Homeostatic regulation of intrinsic excitability has been described as an efficient way to prevent neurons from becoming hyper- or hypoactive in case of sustained loss of neuronal inputs or highly elevated neuronal activity, respectively. Initial research on activity-deprived neurons identified several voltage-dependent membrane conductances, including mostly potassium currents42, which are associated with spike generation and are subjects of homeostatic regulation. Indeed, up- or downregulation of such conductances can have a profound effect on the excitability of neurons often manifesting as changes in the rheobase or input–output gain parameters. Our previous experimental data on extended amygdala neurons43, as well as present computational models, have shown that homeostatic regulation of other voltage-gated currents including T-type and HCN channels can dramatically alter the neuron’s integrative properties while standard parameters of their static excitability appear to be less influenced.

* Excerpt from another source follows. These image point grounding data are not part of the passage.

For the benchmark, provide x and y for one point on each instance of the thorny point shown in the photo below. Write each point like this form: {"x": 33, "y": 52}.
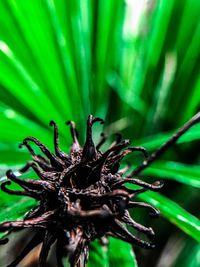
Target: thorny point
{"x": 81, "y": 196}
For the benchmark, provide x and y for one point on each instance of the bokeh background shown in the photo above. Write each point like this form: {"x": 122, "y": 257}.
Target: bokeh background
{"x": 134, "y": 63}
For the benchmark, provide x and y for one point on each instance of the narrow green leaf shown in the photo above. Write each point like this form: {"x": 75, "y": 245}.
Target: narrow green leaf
{"x": 98, "y": 255}
{"x": 121, "y": 253}
{"x": 174, "y": 213}
{"x": 187, "y": 174}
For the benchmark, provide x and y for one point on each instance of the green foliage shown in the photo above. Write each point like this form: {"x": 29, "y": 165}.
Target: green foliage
{"x": 62, "y": 60}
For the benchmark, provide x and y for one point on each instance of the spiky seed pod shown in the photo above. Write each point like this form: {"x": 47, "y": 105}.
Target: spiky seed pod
{"x": 81, "y": 196}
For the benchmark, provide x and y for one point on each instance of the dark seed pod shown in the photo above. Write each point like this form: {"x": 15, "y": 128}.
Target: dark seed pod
{"x": 81, "y": 196}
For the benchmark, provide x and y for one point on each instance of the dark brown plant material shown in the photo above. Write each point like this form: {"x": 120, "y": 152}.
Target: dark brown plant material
{"x": 82, "y": 196}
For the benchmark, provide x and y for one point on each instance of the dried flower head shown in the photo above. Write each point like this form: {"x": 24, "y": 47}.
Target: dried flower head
{"x": 81, "y": 196}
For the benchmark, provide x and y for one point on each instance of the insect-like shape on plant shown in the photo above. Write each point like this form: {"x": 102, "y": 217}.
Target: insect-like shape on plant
{"x": 82, "y": 196}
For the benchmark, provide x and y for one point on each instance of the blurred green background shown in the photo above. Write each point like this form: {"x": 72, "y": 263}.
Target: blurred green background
{"x": 134, "y": 63}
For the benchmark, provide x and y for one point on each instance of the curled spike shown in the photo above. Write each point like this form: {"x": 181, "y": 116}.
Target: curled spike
{"x": 117, "y": 140}
{"x": 125, "y": 169}
{"x": 102, "y": 141}
{"x": 121, "y": 232}
{"x": 154, "y": 187}
{"x": 141, "y": 228}
{"x": 3, "y": 241}
{"x": 58, "y": 152}
{"x": 39, "y": 222}
{"x": 89, "y": 149}
{"x": 15, "y": 192}
{"x": 29, "y": 184}
{"x": 55, "y": 161}
{"x": 42, "y": 162}
{"x": 153, "y": 211}
{"x": 74, "y": 134}
{"x": 48, "y": 241}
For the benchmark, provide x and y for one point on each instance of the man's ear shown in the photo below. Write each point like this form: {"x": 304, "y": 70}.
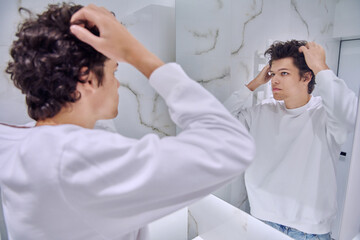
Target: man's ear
{"x": 87, "y": 79}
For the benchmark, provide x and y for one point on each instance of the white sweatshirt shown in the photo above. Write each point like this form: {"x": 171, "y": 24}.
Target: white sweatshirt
{"x": 292, "y": 180}
{"x": 67, "y": 182}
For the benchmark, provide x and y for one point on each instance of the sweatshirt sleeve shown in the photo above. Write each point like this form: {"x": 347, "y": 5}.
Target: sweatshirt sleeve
{"x": 119, "y": 184}
{"x": 239, "y": 105}
{"x": 340, "y": 104}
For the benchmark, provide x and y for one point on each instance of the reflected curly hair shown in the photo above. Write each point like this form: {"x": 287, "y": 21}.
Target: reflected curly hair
{"x": 279, "y": 50}
{"x": 47, "y": 59}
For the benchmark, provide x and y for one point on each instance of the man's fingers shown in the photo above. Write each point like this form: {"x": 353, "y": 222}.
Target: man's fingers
{"x": 303, "y": 49}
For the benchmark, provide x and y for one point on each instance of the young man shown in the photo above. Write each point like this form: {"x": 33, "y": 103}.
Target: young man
{"x": 64, "y": 180}
{"x": 291, "y": 184}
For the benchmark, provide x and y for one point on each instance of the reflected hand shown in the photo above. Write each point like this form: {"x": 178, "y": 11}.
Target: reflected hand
{"x": 314, "y": 56}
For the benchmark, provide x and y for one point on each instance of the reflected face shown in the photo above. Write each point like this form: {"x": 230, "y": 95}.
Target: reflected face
{"x": 107, "y": 96}
{"x": 286, "y": 82}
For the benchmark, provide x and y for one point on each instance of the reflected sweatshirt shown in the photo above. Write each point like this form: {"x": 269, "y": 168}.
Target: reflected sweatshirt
{"x": 67, "y": 182}
{"x": 292, "y": 180}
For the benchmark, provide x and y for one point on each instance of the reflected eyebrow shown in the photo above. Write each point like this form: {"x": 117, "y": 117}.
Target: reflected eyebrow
{"x": 280, "y": 69}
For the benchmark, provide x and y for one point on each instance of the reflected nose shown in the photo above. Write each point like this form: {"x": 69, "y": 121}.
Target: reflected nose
{"x": 274, "y": 80}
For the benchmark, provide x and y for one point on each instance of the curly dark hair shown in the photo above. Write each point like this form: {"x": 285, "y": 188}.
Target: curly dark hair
{"x": 47, "y": 59}
{"x": 279, "y": 50}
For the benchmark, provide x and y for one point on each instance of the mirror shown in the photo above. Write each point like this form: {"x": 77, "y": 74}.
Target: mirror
{"x": 220, "y": 44}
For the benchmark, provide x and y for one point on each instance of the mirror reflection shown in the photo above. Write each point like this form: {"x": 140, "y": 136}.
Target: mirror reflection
{"x": 297, "y": 169}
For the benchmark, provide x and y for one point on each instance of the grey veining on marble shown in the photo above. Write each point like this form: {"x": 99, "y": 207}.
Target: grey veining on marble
{"x": 294, "y": 5}
{"x": 244, "y": 28}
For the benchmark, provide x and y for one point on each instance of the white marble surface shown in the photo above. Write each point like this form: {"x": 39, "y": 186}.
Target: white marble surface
{"x": 215, "y": 219}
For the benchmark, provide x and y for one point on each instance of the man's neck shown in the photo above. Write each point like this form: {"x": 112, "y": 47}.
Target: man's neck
{"x": 68, "y": 116}
{"x": 298, "y": 102}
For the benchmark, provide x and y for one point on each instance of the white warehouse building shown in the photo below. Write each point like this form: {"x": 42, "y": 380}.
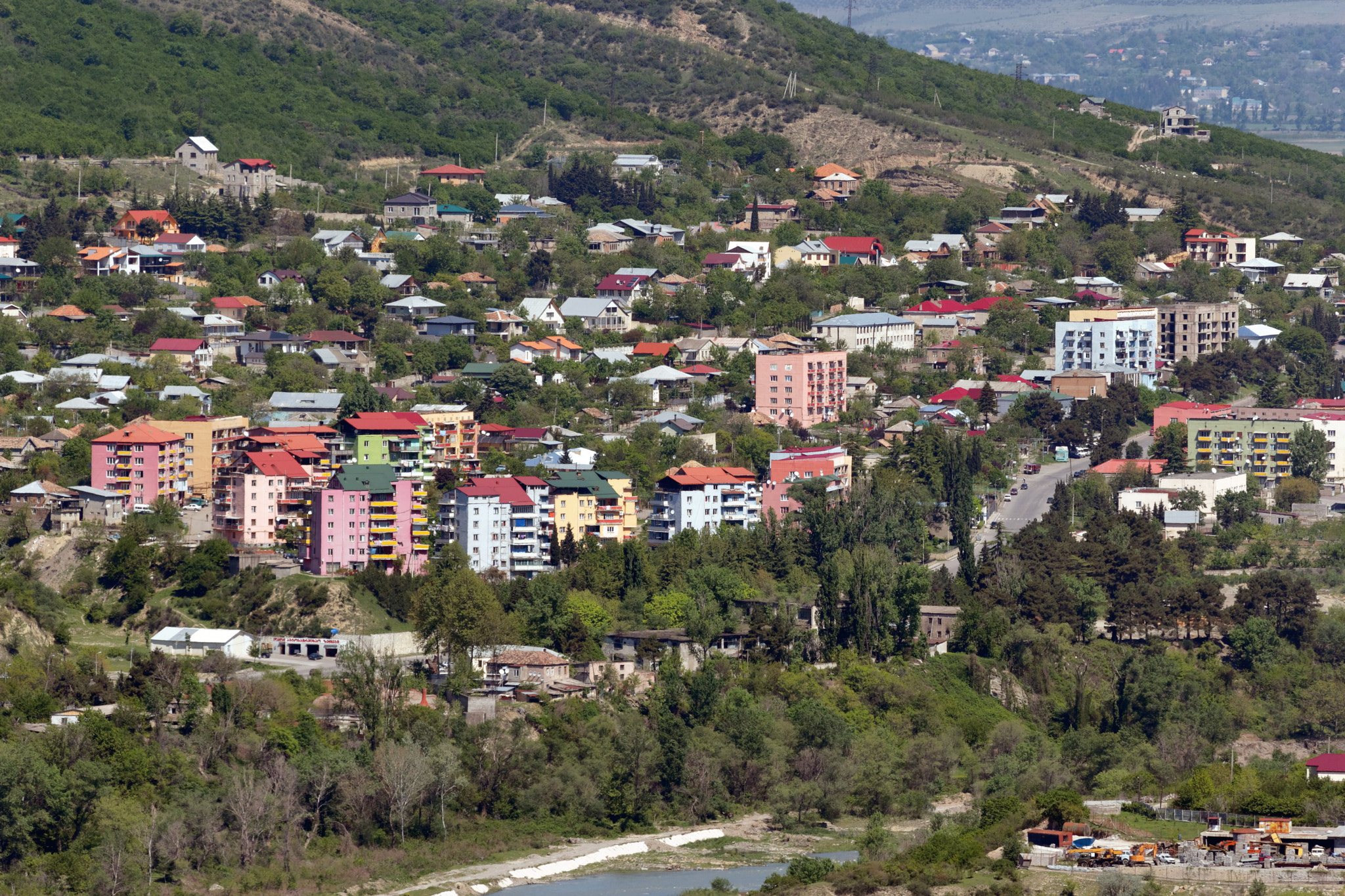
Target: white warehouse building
{"x": 853, "y": 332}
{"x": 1093, "y": 344}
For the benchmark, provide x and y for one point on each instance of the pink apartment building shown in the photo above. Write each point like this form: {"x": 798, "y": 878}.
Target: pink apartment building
{"x": 142, "y": 463}
{"x": 368, "y": 517}
{"x": 799, "y": 465}
{"x": 808, "y": 389}
{"x": 261, "y": 494}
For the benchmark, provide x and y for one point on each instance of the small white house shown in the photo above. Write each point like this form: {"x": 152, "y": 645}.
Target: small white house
{"x": 232, "y": 643}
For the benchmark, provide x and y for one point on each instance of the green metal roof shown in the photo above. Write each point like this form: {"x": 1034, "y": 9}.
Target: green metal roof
{"x": 365, "y": 477}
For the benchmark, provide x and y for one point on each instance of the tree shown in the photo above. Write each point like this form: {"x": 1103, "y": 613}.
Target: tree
{"x": 456, "y": 613}
{"x": 986, "y": 403}
{"x": 1308, "y": 452}
{"x": 1170, "y": 445}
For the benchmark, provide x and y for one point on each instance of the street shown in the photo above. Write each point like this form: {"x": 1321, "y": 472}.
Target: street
{"x": 1030, "y": 501}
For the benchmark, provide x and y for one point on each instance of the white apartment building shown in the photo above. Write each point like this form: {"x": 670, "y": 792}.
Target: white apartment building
{"x": 703, "y": 498}
{"x": 866, "y": 331}
{"x": 502, "y": 523}
{"x": 1102, "y": 343}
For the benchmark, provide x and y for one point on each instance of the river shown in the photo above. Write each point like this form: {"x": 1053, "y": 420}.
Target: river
{"x": 667, "y": 883}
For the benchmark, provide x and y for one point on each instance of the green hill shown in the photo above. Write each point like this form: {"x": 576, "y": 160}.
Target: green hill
{"x": 318, "y": 85}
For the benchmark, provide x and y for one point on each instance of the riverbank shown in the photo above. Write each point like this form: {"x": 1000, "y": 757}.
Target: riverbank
{"x": 743, "y": 842}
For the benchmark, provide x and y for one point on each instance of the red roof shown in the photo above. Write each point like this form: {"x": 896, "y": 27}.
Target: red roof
{"x": 177, "y": 344}
{"x": 939, "y": 307}
{"x": 1327, "y": 762}
{"x": 953, "y": 395}
{"x": 1153, "y": 465}
{"x": 509, "y": 489}
{"x": 334, "y": 336}
{"x": 137, "y": 435}
{"x": 861, "y": 245}
{"x": 452, "y": 169}
{"x": 277, "y": 464}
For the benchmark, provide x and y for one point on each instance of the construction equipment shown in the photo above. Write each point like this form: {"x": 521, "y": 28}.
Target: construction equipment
{"x": 1095, "y": 856}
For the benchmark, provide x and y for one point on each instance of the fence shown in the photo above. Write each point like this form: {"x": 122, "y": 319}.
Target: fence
{"x": 1200, "y": 817}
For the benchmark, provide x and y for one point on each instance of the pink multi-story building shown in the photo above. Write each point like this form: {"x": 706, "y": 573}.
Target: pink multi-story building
{"x": 366, "y": 516}
{"x": 790, "y": 467}
{"x": 261, "y": 494}
{"x": 808, "y": 389}
{"x": 142, "y": 463}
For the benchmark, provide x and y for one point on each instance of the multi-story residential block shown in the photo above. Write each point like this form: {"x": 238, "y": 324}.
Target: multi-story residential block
{"x": 502, "y": 523}
{"x": 703, "y": 498}
{"x": 260, "y": 495}
{"x": 368, "y": 517}
{"x": 1219, "y": 249}
{"x": 451, "y": 442}
{"x": 396, "y": 438}
{"x": 808, "y": 389}
{"x": 248, "y": 179}
{"x": 790, "y": 467}
{"x": 205, "y": 438}
{"x": 868, "y": 331}
{"x": 1193, "y": 330}
{"x": 141, "y": 461}
{"x": 1107, "y": 337}
{"x": 598, "y": 503}
{"x": 1261, "y": 448}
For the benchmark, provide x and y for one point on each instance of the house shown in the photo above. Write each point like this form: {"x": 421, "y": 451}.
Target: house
{"x": 249, "y": 179}
{"x": 632, "y": 163}
{"x": 179, "y": 244}
{"x": 338, "y": 337}
{"x": 542, "y": 310}
{"x": 1219, "y": 249}
{"x": 141, "y": 461}
{"x": 856, "y": 250}
{"x": 500, "y": 523}
{"x": 810, "y": 253}
{"x": 604, "y": 242}
{"x": 451, "y": 326}
{"x": 334, "y": 241}
{"x": 413, "y": 206}
{"x": 1275, "y": 241}
{"x": 704, "y": 498}
{"x": 128, "y": 226}
{"x": 190, "y": 354}
{"x": 1320, "y": 285}
{"x": 1142, "y": 215}
{"x": 455, "y": 175}
{"x": 856, "y": 332}
{"x": 1032, "y": 217}
{"x": 400, "y": 284}
{"x": 278, "y": 276}
{"x": 841, "y": 182}
{"x": 518, "y": 211}
{"x": 69, "y": 313}
{"x": 177, "y": 640}
{"x": 451, "y": 214}
{"x": 1174, "y": 121}
{"x": 655, "y": 234}
{"x": 808, "y": 389}
{"x": 500, "y": 323}
{"x": 219, "y": 327}
{"x": 198, "y": 154}
{"x": 304, "y": 406}
{"x": 234, "y": 307}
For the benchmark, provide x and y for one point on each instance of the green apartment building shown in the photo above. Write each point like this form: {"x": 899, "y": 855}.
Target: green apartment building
{"x": 396, "y": 438}
{"x": 1242, "y": 446}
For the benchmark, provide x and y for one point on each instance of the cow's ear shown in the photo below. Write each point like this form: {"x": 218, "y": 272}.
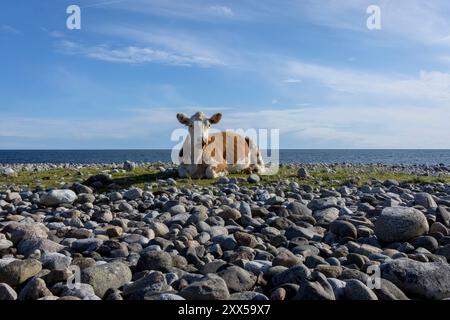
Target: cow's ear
{"x": 183, "y": 118}
{"x": 215, "y": 118}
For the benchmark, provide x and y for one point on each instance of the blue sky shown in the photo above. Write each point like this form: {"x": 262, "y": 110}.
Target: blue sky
{"x": 309, "y": 68}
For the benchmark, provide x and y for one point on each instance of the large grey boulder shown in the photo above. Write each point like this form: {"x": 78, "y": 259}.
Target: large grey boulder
{"x": 429, "y": 280}
{"x": 400, "y": 224}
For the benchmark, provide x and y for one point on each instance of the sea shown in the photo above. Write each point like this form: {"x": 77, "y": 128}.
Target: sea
{"x": 353, "y": 156}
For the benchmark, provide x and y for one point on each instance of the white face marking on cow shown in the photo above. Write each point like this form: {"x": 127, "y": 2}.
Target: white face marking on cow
{"x": 199, "y": 125}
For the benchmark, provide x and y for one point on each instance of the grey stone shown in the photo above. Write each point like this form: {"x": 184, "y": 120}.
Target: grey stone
{"x": 7, "y": 293}
{"x": 237, "y": 279}
{"x": 356, "y": 290}
{"x": 106, "y": 276}
{"x": 19, "y": 271}
{"x": 397, "y": 224}
{"x": 430, "y": 280}
{"x": 57, "y": 197}
{"x": 211, "y": 287}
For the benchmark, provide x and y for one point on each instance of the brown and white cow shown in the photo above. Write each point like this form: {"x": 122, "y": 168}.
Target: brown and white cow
{"x": 206, "y": 155}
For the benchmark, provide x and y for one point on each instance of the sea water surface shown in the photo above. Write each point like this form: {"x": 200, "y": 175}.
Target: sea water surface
{"x": 285, "y": 156}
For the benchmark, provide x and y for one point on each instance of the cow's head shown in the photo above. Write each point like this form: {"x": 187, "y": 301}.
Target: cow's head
{"x": 199, "y": 125}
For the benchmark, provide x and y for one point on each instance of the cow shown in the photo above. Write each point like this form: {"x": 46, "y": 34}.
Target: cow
{"x": 206, "y": 155}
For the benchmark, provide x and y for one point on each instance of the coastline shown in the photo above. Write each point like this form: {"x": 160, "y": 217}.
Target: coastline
{"x": 136, "y": 232}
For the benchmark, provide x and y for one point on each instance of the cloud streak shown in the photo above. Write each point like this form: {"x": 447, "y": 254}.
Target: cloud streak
{"x": 136, "y": 55}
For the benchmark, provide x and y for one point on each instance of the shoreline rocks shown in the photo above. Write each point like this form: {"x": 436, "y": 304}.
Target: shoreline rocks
{"x": 239, "y": 238}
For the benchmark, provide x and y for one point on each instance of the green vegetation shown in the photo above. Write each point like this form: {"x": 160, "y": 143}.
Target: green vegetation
{"x": 319, "y": 176}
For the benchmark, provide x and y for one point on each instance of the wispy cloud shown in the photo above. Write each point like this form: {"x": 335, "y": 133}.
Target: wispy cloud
{"x": 415, "y": 20}
{"x": 9, "y": 29}
{"x": 135, "y": 55}
{"x": 171, "y": 40}
{"x": 186, "y": 9}
{"x": 222, "y": 10}
{"x": 433, "y": 85}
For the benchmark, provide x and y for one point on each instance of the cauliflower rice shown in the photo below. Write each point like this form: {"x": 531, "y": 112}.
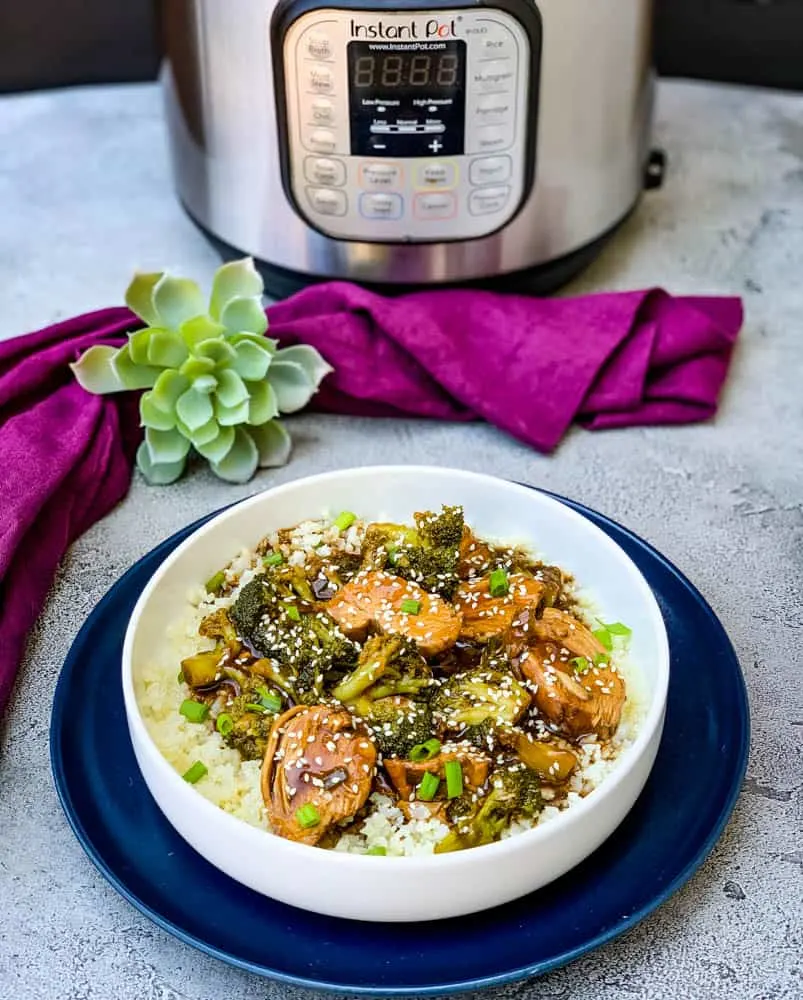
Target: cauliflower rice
{"x": 233, "y": 784}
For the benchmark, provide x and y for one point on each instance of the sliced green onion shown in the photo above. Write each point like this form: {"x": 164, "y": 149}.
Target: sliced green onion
{"x": 308, "y": 816}
{"x": 215, "y": 583}
{"x": 498, "y": 584}
{"x": 617, "y": 628}
{"x": 195, "y": 773}
{"x": 603, "y": 636}
{"x": 194, "y": 711}
{"x": 272, "y": 702}
{"x": 425, "y": 751}
{"x": 224, "y": 724}
{"x": 344, "y": 520}
{"x": 428, "y": 787}
{"x": 454, "y": 779}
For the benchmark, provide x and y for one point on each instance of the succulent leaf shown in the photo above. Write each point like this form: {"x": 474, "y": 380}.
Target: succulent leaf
{"x": 245, "y": 316}
{"x": 263, "y": 405}
{"x": 230, "y": 416}
{"x": 217, "y": 449}
{"x": 237, "y": 279}
{"x": 316, "y": 367}
{"x": 161, "y": 474}
{"x": 231, "y": 390}
{"x": 217, "y": 350}
{"x": 292, "y": 385}
{"x": 131, "y": 375}
{"x": 200, "y": 328}
{"x": 273, "y": 444}
{"x": 240, "y": 463}
{"x": 166, "y": 447}
{"x": 194, "y": 408}
{"x": 177, "y": 300}
{"x": 166, "y": 349}
{"x": 151, "y": 415}
{"x": 252, "y": 361}
{"x": 139, "y": 297}
{"x": 167, "y": 388}
{"x": 95, "y": 372}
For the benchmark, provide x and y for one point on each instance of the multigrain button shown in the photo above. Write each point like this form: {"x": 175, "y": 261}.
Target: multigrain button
{"x": 380, "y": 175}
{"x": 322, "y": 111}
{"x": 327, "y": 202}
{"x": 321, "y": 80}
{"x": 436, "y": 175}
{"x": 495, "y": 75}
{"x": 319, "y": 46}
{"x": 323, "y": 140}
{"x": 435, "y": 205}
{"x": 486, "y": 201}
{"x": 490, "y": 170}
{"x": 493, "y": 109}
{"x": 381, "y": 206}
{"x": 319, "y": 170}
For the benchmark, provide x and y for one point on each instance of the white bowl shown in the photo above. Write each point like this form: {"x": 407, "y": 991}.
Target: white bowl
{"x": 410, "y": 888}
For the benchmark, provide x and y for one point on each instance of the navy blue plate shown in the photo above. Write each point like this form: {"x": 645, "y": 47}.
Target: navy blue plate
{"x": 665, "y": 838}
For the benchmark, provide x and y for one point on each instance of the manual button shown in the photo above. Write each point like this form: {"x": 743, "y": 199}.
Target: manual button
{"x": 326, "y": 201}
{"x": 486, "y": 201}
{"x": 380, "y": 175}
{"x": 435, "y": 205}
{"x": 381, "y": 206}
{"x": 490, "y": 170}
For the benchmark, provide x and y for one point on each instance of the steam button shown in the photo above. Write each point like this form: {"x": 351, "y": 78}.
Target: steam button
{"x": 326, "y": 201}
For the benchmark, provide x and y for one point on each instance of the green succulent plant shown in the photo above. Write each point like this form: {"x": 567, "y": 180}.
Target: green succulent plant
{"x": 214, "y": 382}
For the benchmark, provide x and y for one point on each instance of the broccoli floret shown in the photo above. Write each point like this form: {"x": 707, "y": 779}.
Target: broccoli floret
{"x": 387, "y": 665}
{"x": 515, "y": 793}
{"x": 478, "y": 697}
{"x": 398, "y": 725}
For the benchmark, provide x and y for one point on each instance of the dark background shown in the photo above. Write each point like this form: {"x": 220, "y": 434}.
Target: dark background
{"x": 51, "y": 43}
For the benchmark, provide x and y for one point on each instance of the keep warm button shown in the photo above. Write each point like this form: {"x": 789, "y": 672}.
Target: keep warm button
{"x": 487, "y": 201}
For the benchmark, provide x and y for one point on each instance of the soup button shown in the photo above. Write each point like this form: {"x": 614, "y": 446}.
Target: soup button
{"x": 486, "y": 201}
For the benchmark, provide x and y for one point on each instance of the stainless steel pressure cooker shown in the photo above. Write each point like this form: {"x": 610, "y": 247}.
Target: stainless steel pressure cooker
{"x": 419, "y": 143}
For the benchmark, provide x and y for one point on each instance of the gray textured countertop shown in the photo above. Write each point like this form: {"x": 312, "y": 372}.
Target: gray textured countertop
{"x": 85, "y": 198}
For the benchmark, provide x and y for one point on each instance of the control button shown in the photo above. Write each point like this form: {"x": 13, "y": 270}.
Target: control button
{"x": 323, "y": 140}
{"x": 322, "y": 111}
{"x": 497, "y": 75}
{"x": 436, "y": 175}
{"x": 493, "y": 109}
{"x": 332, "y": 173}
{"x": 490, "y": 170}
{"x": 435, "y": 205}
{"x": 380, "y": 175}
{"x": 319, "y": 46}
{"x": 326, "y": 201}
{"x": 381, "y": 206}
{"x": 321, "y": 79}
{"x": 497, "y": 45}
{"x": 486, "y": 201}
{"x": 490, "y": 139}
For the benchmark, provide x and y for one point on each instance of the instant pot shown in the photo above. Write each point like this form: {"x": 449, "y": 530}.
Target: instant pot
{"x": 415, "y": 144}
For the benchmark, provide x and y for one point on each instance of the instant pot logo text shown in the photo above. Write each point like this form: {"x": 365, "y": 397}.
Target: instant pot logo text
{"x": 432, "y": 28}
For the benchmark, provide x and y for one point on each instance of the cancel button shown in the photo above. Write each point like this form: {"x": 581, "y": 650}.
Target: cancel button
{"x": 488, "y": 200}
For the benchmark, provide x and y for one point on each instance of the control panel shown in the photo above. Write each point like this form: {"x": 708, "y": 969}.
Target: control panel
{"x": 407, "y": 126}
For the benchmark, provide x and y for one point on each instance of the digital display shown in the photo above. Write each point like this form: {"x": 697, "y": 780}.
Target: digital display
{"x": 407, "y": 99}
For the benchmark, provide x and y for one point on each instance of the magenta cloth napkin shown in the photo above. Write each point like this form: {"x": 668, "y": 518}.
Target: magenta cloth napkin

Considering these, even those intrinsic changes that introduce minor shifts in the static input–output functions of neurons (e.g. LTP of intrinsic excitability) can have a robust functional impact when neurons operate under fluctuating synaptic inputs. Our present model simulations also support this idea by showing that upregulation of both the h- and T-currents boosts firing under the action of excitatory synaptic inputs more than firing under standard current step stimulation.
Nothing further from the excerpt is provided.